Synthesis of starting material

Soraphen structures contain ten stereocenters, including hydroxyl-, methyl, methoxy, and a hemiacetal group rendering these natural products biologically highly interesting but chemically very complex molecules. In addition, such polyketide macrocycles are also known to adopt several conformations⁵⁰. While soraphen A can be accessed through an optimized bioprocess^47,51, its penultimate biosynthetic congener soraphen C is a much less explored member of the soraphen family and very difficult to isolate in sufficient amounts from fermentation despite its value as a chemical probe⁵². To obtain the compound for our study, we, therefore, developed a concise semisynthesis starting from soraphen A (Supplementary Fig. 2). This route, entailing selective oxidative demethylation of the allylic methoxy group and a subsequent stereo-directed reduction of the intermediate ketone, offers the first synthetic access to soraphen C. Even though soraphen C had been obtained earlier through fermentation⁵³, we are now reporting the first complete characterization of this natural product.

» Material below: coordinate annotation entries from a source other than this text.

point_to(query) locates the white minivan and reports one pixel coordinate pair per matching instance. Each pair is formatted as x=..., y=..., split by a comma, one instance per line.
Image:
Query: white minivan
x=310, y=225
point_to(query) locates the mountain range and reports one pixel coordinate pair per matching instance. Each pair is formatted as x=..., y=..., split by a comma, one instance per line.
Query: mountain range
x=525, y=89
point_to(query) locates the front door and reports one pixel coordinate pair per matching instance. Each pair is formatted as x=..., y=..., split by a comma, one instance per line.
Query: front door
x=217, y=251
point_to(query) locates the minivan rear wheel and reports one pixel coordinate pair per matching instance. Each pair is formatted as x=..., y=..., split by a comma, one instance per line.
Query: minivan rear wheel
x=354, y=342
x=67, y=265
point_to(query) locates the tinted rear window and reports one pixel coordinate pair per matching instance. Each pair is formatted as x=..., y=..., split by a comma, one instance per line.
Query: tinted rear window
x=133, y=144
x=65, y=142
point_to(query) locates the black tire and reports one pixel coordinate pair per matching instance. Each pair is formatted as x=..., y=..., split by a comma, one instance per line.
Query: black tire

Identification of an active starting halogenase for halogenation of soraphen A

To identify a halogenase which would accept soraphen A, an enzyme panel consisting of 59 native and engineered electrophilic and freestanding aliphatic halogenases capable of acting on a wide range of sp² and sp³-carbons was screened (Supplementary Tables 1, 2). The engineered Fl-Hals included in the panel were derived from literature^31,41,42,54 whereas the engineered αKGHs consist of WelO5* variants which we had previously identified as possessing a broadened substrate scope⁴³.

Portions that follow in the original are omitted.